Abydos, the burial site of pharaohs as early as 3,000 B.C., later became associated with Osiris, a legendary pharaoh considered god of the afterlife. Popular stories told how Osiris had been killed and then miraculously fathered the falcon-faced god Horus with his sister/wife Isis. Pharaohs saw themselves as earthly manifestations of Horus and aspired to live on like Osiris after their deaths.
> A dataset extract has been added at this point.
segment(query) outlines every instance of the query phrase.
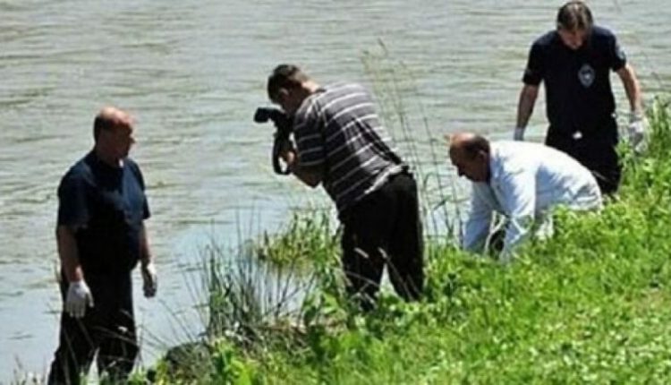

In about 1280 B.C., Pharaoh Seti I built a temple on the west bank of the Nile at Abydos to honor himself and the triad of Osiris, Isis and Horus. Reliefs show Seti I and the gods, with Osiris depicted with a curved beard reflecting his death, Isis crowned with the sun disk, and Horus shown holding a cross-shaped ankh. Seti’s son Ramses II, often considered the pharaoh of the Exodus, expanded the temple, showing himself with the Abydos triad in similar, but less well-executed, scenes. The well-preserved temple walls also contain a unique list of earlier pharaohs, minus the female Hatshepsut and the short-lived Tutankhamen.
When the Greeks conquered Egypt, they took home from Abydos images and stories of Osiris, Isis and Horus. Isis became popular throughout the Greek and later Roman world as the “Queen of Heaven” and “Mother of God.” The Roman Catholic Church later adopted these titles for Mary, the mother of Jesus. Artists depicted Mary as Isis, with an Egyptian-style sun crown. Early paintings of Mary with Jesus on her lap mimicked temple scenes of Isis nurturing Horus. As a result of these titles and images, Muhammad mistakenly concluded that the Christian Trinity consists of God, Mary and Jesus, which he repudiated as a pagan idea. The Quran also denounces any trinity including Mary.
The carvings in the temple of Seti I, the finest remaining examples of Egyptian bas relief, are reason enough to visit Abydos. Seeing the bases for reconstructing the order of pharaohs and for confusion over the Holy Trinity is a bonus.